Pour les designers, le message est clair : intégrer la détection d'émotions dans un produit expose à un risque juridique croissant. Même dans les juridictions où c'est encore légal, le risque réputationnel est significatif. Les utilisateurs sont de plus en plus sensibilisés à ces technologies et les rejettent quand ils les découvrent.

Alternatives éthiques : les signaux comportementaux

Au lieu d'inférer des émotions à partir du visage ou de la voix (approche intrusive et imprécise), les designers peuvent utiliser des signaux comportementaux objectifs pour adapter l'interface. Les travaux de Kapoor et Picard (2005) ont montré que les patterns de frappe au clavier, les mouvements de souris et les patterns de navigation prédisent la frustration avec une précision de 70 à 80 % — meilleure que la détection faciale, et sans caméra.

Les signaux comportementaux les plus fiables : temps de pause anormalement long sur un élément (confusion), clics répétés au même endroit (frustration technique), mouvements de souris erratiques (désorientation), retour arrière fréquent (difficulté à trouver l'information). Ces signaux sont non-intrusifs, facilement collectables, et interprétables sans modèle émotionnel.

L'approche recommandée est le « behavioral adaptation » : l'interface se simplifie quand les signaux comportementaux indiquent de la difficulté, offre de l'aide proactive quand les patterns de navigation suggèrent de la confusion, et accélère le parcours quand les patterns indiquent de l'expertise. Tout cela sans jamais prétendre « lire » les émotions de l'utilisateur.

Ce que les designers doivent retenir

L'Emotion AI est une technologie fascinante mais immature, biaisée et réglementairement risquée. Les designers qui l'intègrent dans leurs produits doivent être conscients de trois réalités. Premièrement, la science ne soutient pas la promesse marketing — la détection émotionnelle est significativement moins précise que ce que les vendeurs affirment.

Deuxièmement, les biais raciaux et culturels des systèmes de détection émotionnelle ne sont pas des bugs — ils sont structurels, liés aux données d'entraînement et au modèle théorique sous-jacent. Les corriger complètement n'est pas possible avec l'approche actuelle.
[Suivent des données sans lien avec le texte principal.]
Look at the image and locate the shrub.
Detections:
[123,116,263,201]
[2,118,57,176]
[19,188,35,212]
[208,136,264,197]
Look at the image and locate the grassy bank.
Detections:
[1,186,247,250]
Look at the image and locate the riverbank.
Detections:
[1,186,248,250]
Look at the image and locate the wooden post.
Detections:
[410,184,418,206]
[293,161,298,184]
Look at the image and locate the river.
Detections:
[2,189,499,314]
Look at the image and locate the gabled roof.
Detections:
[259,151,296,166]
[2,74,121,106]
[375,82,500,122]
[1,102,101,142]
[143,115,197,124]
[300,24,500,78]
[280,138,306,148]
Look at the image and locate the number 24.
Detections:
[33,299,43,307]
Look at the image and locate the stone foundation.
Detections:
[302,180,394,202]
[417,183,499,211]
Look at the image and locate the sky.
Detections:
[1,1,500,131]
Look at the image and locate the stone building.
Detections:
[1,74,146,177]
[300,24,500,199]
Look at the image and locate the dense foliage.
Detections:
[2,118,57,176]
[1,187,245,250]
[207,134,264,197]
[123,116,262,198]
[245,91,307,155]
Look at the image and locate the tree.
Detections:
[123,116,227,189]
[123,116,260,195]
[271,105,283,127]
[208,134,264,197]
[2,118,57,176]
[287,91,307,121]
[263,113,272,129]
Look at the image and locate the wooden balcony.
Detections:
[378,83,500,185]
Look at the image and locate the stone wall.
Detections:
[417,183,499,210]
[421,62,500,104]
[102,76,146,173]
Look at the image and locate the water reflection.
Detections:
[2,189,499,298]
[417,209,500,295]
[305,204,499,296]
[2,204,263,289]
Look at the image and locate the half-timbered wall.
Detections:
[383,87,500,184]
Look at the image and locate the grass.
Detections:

Troisièmement, la tendance réglementaire est clairement restrictive. Construire un produit sur la détection émotionnelle, c'est construire sur des fondations qui pourraient devenir illégales.

L'alternative éthique et plus efficace existe : les signaux comportementaux et l'adaptation contextuelle. Ces approches respectent la vie privée de l'utilisateur, ne nécessitent pas de hardware intrusif, et sont plus précises dans le contexte spécifique du design d'interface. L'empathie en design ne vient pas de la surveillance des émotions — elle vient de la compréhension profonde des besoins et des comportements.